Site information
- Type: Castle
- Owner: Portuguese Republic
- Open to the public: Public

Location
- Coordinates: 37°39′15″N 8°13′35″W﻿ / ﻿37.654176°N 8.226263°W

Site history
- Materials: Masonry

= Castle of Ourique =

Portuguese medieval castle

The Castle of Ourique (Castelo de Ourique), is a Portuguese medieval castle in civil parish of Ourique, in the municipality of the same name, in the district of Beja.

==History==
The castle is linked to the legendary battle of 1139, wherein D. Afonso Henriques defeated a superior Moorish army. In reality, there is still some doubt where the event occurred, even as it was fundamental to the history of an independent Kingdom of Portugal, but not to the history of the castle.

Between the 13th and 14th century, the castle was rebuilt by order of King D. Dinis, possibly over an ancient Romanized castro, later occupied by the Moors. The castle then began to pertain to the Order of São Tiago. Within the nucleus of the historic village are a set of 21 medieval silos (from relatively uncertain chronology), dating to the 14th century. From the estate salvaged by Manuel Maia in 1995, the early Medieval and Modern ceramics stand out, identifying a stratified testimony of the settlement until the 18th century.

The castle and settlement received its first Foral (charter) on 8 January 1290.

A new foral was issued in 1510 by King D. Manuel I.

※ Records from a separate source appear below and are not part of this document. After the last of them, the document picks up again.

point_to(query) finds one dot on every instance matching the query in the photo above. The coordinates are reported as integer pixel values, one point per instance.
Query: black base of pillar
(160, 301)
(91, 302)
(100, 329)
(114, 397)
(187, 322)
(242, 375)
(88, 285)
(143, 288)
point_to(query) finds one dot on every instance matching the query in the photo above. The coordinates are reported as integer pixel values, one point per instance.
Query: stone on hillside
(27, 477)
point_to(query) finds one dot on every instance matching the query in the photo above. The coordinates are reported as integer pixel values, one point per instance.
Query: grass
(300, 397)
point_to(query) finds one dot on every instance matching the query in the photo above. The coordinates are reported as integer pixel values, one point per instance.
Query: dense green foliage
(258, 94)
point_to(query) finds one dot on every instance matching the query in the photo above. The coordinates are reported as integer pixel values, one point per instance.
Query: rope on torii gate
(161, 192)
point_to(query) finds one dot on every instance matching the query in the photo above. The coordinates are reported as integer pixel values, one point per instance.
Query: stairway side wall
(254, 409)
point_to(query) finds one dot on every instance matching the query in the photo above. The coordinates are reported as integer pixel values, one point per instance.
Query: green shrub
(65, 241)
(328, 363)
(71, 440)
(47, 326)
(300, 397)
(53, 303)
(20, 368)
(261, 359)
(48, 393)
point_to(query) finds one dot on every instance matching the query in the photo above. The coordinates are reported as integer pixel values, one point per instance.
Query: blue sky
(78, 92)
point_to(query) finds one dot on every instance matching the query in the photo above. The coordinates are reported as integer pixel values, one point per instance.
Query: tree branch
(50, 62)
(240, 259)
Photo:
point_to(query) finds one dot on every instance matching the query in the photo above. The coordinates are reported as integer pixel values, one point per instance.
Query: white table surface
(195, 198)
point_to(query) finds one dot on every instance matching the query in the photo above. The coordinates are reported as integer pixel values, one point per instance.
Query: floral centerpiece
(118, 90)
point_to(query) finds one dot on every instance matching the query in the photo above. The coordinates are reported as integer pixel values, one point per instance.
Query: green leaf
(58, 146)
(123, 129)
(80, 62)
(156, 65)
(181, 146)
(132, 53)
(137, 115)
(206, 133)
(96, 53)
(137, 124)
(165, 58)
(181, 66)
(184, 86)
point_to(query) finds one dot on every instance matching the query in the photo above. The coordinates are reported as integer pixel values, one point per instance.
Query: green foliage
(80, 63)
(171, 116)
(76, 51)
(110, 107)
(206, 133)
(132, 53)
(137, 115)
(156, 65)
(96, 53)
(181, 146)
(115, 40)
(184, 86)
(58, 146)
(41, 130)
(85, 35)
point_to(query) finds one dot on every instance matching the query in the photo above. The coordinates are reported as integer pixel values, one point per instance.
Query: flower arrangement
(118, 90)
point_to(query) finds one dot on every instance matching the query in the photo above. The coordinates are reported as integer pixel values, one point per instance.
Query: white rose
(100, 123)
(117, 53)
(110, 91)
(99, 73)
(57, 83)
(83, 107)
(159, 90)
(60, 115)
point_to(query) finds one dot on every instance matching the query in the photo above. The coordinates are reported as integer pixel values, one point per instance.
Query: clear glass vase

In the second half of the 20th century, the remaining sections were "restored" and a portion of the wall served as a base for a viewpoint that still crowns the highest point of the village. In 1960, a tank was constructed using a line of walls and a platform to establish a reservoir and garden.

On 16 March 1973, there was a proposal by the Secretaria de Estado da Instrução e Cultura (Secretary-of-State for Instruction and Culture) to classify the site, which was later supported by the Junta Nacional de Educação (National Junta for Education) who suggested classifying it as an Imóvel de Interesse Público (Property of Public Interest). It was supported on 30 May 1973. But, on 3 May 2010, there was a proposal to closed the process by the DRCAlentejo, due to the "disappearance" of the property. It was also supported on 23 November 2011 by the SPAA of National Council of Culture, who archived the process the director of IGESPAR. On 14 September 2012, there was an announcement (13417/2012, Diário da República, Série 2, 179) to archive the classification process, owing to the impossibility of discovering any wall that could limit the viewpoint or walls. This resulted in the beginning of archaeological work to confirm the existence of vestiges on site.

==Architecture==
The remains of the castle are located on an isolated hillock. The remains of the castle are implanted on an area of the hill, 245 m altitude, dominated by a vast plain of the Campo de Ourique, between the ravines of Castanheiros and Cotovio, at a confluence 4 km north of the parish settlement, alongside the parochial church.

The military architecture consisted of a fort/citadel and fortification wall that encircled the settlement of Ourique. Practically demolished in the 1960s, little vestiges remain of the line of walls or support structures. Unfortunately, the remains today are scarce and adulterated: they do not allow for any rigorous study of possible constructive phases.

Of the original structure, there is very little that can be inferred; its Gothic nature and oval plan fortifications included tower and main door, but little remains. The castle had a relatively heterodox characteristics, in comparison to other Gothic prototypes. Today, where there must have been a medieval tower is a quadrangular water reservoir. Along the old fence, covered with recent stone material, is the border of the town lookout, topped by a wall built of concrete and fenestrated by a frieze, typical of public works constructed during the 2nd Republic. The access to this space is through a small pointed arch, probably echoing the previous structure: it was erected as a variation of the medieval theme.